Capítulo 28

Los siguientes días fueron un martirio para Kagome. Inuyasha no volvió a visitarla después de su último encuentro y ahora estaba saliendo con Naraku, un hombre que nunca se había esperado que fuera, le sorprendiera verlo comportarse como un caballero, nunca insinuando nada, se llegaba a preguntar si realmente era él el líder de los bandidos al que estaba persiguiendo.

No había logrado averiguar nada, el hombre era totalmente trasparente con ella.

En esos días, Koga estaba cortejando a su amiga Kikyo. Sesshomaru se había reconciliado con aquella cantante de ópera con la cual compartían un hijo, todo por el bien del pequeño.

Por sus amigos se sentía feliz, pero ella estaba desdichada.

Lo que más le dolía era saber que su amado esposo estaba de nuevo en las andadas. Se decía que lo veían con una cortesana diferente y que se aburría de ella después de haber tenido una noche de pasión desenfrenada. ¿Verdad o mentira? ¿Creer o no?

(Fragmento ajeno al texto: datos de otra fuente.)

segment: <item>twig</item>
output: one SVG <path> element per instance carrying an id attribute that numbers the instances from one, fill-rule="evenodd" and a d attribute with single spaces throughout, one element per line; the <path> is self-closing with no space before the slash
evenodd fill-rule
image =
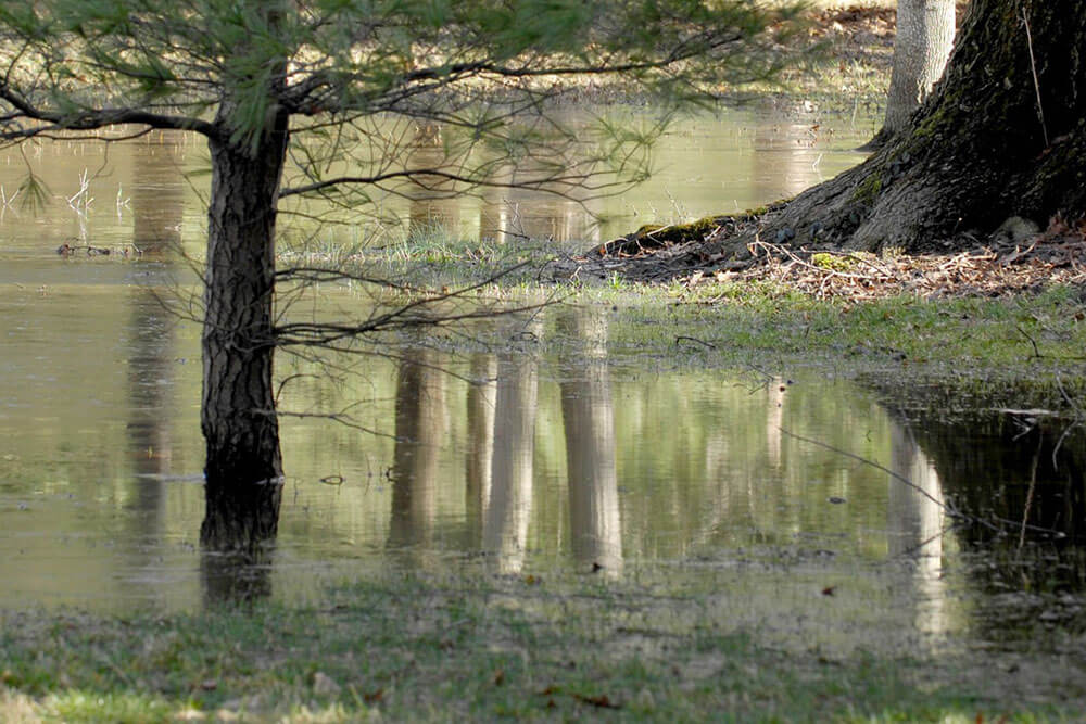
<path id="1" fill-rule="evenodd" d="M 717 345 L 714 344 L 712 342 L 706 342 L 704 340 L 697 339 L 696 336 L 686 336 L 685 334 L 680 334 L 679 336 L 675 338 L 675 346 L 678 347 L 679 343 L 682 342 L 683 340 L 685 340 L 687 342 L 696 342 L 696 343 L 702 344 L 702 345 L 704 345 L 704 346 L 706 346 L 706 347 L 708 347 L 710 350 L 716 350 L 717 348 Z"/>

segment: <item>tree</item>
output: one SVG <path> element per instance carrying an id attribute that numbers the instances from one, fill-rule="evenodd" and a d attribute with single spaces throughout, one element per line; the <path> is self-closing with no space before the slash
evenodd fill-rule
<path id="1" fill-rule="evenodd" d="M 908 126 L 909 116 L 943 75 L 954 35 L 955 0 L 897 0 L 886 118 L 867 148 L 883 145 Z"/>
<path id="2" fill-rule="evenodd" d="M 276 269 L 282 200 L 350 208 L 408 181 L 598 192 L 601 173 L 642 173 L 645 138 L 557 123 L 559 80 L 621 75 L 675 107 L 772 72 L 766 28 L 794 16 L 749 0 L 2 1 L 0 138 L 125 126 L 207 139 L 201 541 L 247 548 L 278 524 L 275 350 L 433 322 L 415 299 L 363 320 L 277 326 L 277 283 L 331 274 Z M 390 118 L 440 126 L 450 163 L 405 162 Z"/>
<path id="3" fill-rule="evenodd" d="M 1081 219 L 1084 43 L 1086 3 L 973 0 L 946 74 L 909 127 L 859 166 L 774 205 L 760 219 L 761 238 L 947 251 L 1008 221 Z M 714 244 L 742 254 L 748 239 Z"/>

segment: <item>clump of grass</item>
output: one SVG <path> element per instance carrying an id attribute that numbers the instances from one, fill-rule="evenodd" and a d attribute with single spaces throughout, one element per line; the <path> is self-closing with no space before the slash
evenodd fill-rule
<path id="1" fill-rule="evenodd" d="M 951 673 L 990 666 L 984 657 L 834 653 L 805 649 L 791 631 L 788 650 L 768 647 L 758 631 L 727 625 L 730 607 L 720 596 L 735 579 L 733 567 L 705 561 L 666 582 L 637 573 L 622 582 L 387 571 L 310 607 L 257 602 L 125 618 L 9 612 L 0 719 L 28 710 L 111 722 L 1028 721 L 1061 713 Z M 1060 690 L 1068 707 L 1084 696 L 1074 686 Z"/>

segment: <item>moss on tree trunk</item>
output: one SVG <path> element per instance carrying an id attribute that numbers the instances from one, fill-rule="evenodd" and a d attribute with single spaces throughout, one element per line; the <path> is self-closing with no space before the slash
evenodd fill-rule
<path id="1" fill-rule="evenodd" d="M 211 141 L 201 414 L 206 511 L 200 539 L 213 550 L 258 547 L 278 528 L 274 239 L 286 149 L 286 114 L 253 147 Z"/>

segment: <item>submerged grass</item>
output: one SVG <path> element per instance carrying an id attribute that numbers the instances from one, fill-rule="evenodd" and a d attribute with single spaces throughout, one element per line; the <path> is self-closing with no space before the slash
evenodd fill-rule
<path id="1" fill-rule="evenodd" d="M 1072 709 L 1016 700 L 998 673 L 952 673 L 986 671 L 984 655 L 936 664 L 911 653 L 828 653 L 805 649 L 803 635 L 766 646 L 757 631 L 724 623 L 719 594 L 733 577 L 691 568 L 665 587 L 630 575 L 384 572 L 308 607 L 8 612 L 0 719 L 1072 719 Z M 1063 701 L 1082 701 L 1081 688 L 1064 683 Z"/>

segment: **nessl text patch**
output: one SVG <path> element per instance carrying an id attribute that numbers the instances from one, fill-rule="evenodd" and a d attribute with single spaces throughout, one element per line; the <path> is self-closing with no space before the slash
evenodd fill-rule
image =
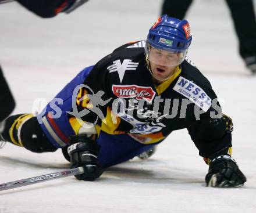
<path id="1" fill-rule="evenodd" d="M 204 111 L 210 108 L 212 99 L 204 90 L 192 81 L 180 76 L 173 89 L 182 94 Z"/>

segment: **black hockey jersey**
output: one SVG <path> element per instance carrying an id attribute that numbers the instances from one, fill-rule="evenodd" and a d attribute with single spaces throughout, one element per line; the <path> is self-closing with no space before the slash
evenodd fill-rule
<path id="1" fill-rule="evenodd" d="M 81 118 L 97 131 L 129 134 L 138 142 L 158 143 L 187 128 L 208 157 L 231 147 L 231 133 L 208 80 L 188 60 L 159 85 L 154 84 L 145 41 L 122 46 L 94 67 L 77 97 Z"/>

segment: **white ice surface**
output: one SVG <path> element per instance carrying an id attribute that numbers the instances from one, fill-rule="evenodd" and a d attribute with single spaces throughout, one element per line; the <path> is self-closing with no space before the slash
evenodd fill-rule
<path id="1" fill-rule="evenodd" d="M 242 1 L 243 2 L 243 1 Z M 13 2 L 0 6 L 0 63 L 17 102 L 28 112 L 48 102 L 80 70 L 119 45 L 145 39 L 157 0 L 91 0 L 69 15 L 43 19 Z M 255 212 L 255 77 L 244 66 L 225 1 L 197 0 L 190 9 L 189 55 L 233 119 L 233 156 L 247 177 L 239 189 L 205 187 L 208 167 L 187 131 L 172 133 L 148 161 L 113 167 L 94 182 L 68 177 L 0 192 L 0 212 Z M 7 144 L 0 183 L 61 171 L 60 151 L 38 154 Z"/>

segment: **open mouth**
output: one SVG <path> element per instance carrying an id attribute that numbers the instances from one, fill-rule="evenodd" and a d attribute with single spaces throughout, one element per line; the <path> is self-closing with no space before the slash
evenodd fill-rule
<path id="1" fill-rule="evenodd" d="M 165 70 L 161 68 L 159 68 L 159 67 L 157 68 L 157 70 L 158 73 L 163 73 L 165 71 Z"/>

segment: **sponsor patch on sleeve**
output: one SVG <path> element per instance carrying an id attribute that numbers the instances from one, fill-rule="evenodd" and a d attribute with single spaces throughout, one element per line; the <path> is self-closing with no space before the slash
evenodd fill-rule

Frunció el cejo y arrojó un florero que estaba en una mesita, éste se estampó contra el armario de madera, esparciendo sus rosas rojas y el agua por toda la habitación.

Se arrodilló en el suelo, sus lágrimas salían involuntariamente, derramándose por cada una de sus mejillas.

—Eres un maldito miserable Inuyasha Taisho. Te odio.

No se dejaría humillar por él. No iba a demostrarle que estaba dolida por sus nuevas conquistas.

—Y algún día vendrás a mí, arrastrándote de rodillas y pidiéndome mi amor. Pero te despreciaré.

—¿Qué pasó aquí?

Kagome giró la cabeza y se encontró con Kikyo, con el rostro de preocupación.

Ella se acercó a su amiga.

—Kagome – Kikyo se arrodillo para estar a la altura de su amiga — ¿Estás bien?

—Déjame.

Kagome se puso en pie, contempló el desorden que había causado. Flores rojas esparcidas en el rincón de su habitación, así tenía el corazón, sus fragmentos estaban esparcidos por todo su interior.

—Pero K…

—¿No escuchaste? – Se volteó a verla – Quiero estar sola. Además, no tarda Naraku en venir por Safira, y quiero estar lista para cuando él llegue.

—Si Kagome – asintió la pelinegra – Lo que tú digas.

Y dicho esto, salió de la habitación, dejando sola a Kagome

Minutos más tarde se encontraban paseando a caballeo en el parque. Kagome tenía una expresión seria y pasaba por inadvertidas cada y una las bromas que Naraku decía, lo cierto era que comenzaba a fastidiarse de ese hombre, pero lo que más comenzaba a cansarla era fingir todos los días ser algo que no era.

Para su desconsuelo la tarde pasó lenta, desafortunadamente no logró sacarle información acerca de su fortuna. Era un hombre muy reservado. Sólo esperaba que Derek pudiera hacer algo esa noche, tanto por el bien de ella.

Estaban reunidos en el club de apuestas. Inuyasha y Derek Westmoreland no dejaban de lanzarse retos y apostar entre ellos dos. El ojidorado observaba a su esposa desempeñar el papel de hombre a la perfección.

—Tranquilos caballeros – dijo Naraku – No querrán acabar temprano está noche.

—Alguien tiene que demostrarle al niño como se juega – comentó Inuyasha entre risas.

Era consciente del daño que le estaba causando a su esposa e incluso a él mismo.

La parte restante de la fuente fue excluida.